En las oficinas, por ejemplo, el servicio de empresas de limpieza mejora el rendimiento de los trabajadores, quienes se sienten más cómodos en espacios limpios y organizados. En los centros comerciales, los clientes se llevan una mejor imagen que les invita a volver en un futuro y realizar más compras. En los hospitales, se preserva la salud tanto de pacientes como de visitantes. Por último, en los centros educativos, la limpieza ayuda a mejorar el buen funcionamiento y tanto alumnos como profesores se sienten mejor.

Por este motivo, desde guarderías hasta universidades contratan empresas de limpieza que se adaptan a las necesidades de cada centro y se encargan de mantener los espacios limpios y libres de bacterias, virus o plagas.

Desde el Instituto Europeo de Formación, especialista en consultoría de protección de datos, afirman que “cualquier acción que se lleve a cabo para mejorar la limpieza y el mantenimiento de las instalaciones del centro se traduce siempre en beneficios tanto para la empresa como para los alumnos”.

Para conseguir resultados más eficaces, contratar a un equipo de profesionales de la limpieza es, sin duda, la solución más acertada. Las empresas de limpieza profesional conocen a la perfección los protocolos que se deben seguir para evitar el contagio por bacterias, virus u otros agentes que conllevan riesgos de enfermedades.

Hay que tener especial cuidado en los colegios, ya que los niños son más vulnerables en estos ambientes debido a los focos infecciosos que se originan en las clases por sus características sociales. Si se lleva a cabo una limpieza profunda con frecuencia, se evitan muchos resfriados e infecciones respiratorias.

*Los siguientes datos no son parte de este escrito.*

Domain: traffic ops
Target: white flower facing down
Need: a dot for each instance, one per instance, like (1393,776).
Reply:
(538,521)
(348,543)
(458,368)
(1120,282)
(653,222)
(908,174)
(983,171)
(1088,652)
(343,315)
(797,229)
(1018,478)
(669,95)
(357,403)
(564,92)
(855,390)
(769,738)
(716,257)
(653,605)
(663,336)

En función de las características de las infraestructuras, los sistemas de limpieza serán distintos, pero siempre habrá que tener en cuenta varias acciones para el estado óptimo de los centros:

  • Recoger los residuos que se generen cada día en cada aula y en el resto de zonas: restos de alimentos, papeles, etc.
  • Quitar el polvo y limpiar las manchas de los pupitres y el resto del mobiliario.
  • Limpiar y desinfectar los baños y vestuarios todos los días.
  • Aplicar productos adecuados a cada espacio.
  • Limpiar la pizarra en los centros donde todavía cuentan con modelos tradicionales que utilizan tiza.
  • Ordenar las mesas y las sillas para evitar que los niños se den golpes o se caigan cuando lleguen a la escuela.
  • Ventilar las aulas y salas de profesores.

Cada una de estas acciones contribuirá a la higiene y limpieza de las distintas áreas. Los alumnos y el personal docente lo agradecerán, y su salud y rendimiento mejorarán.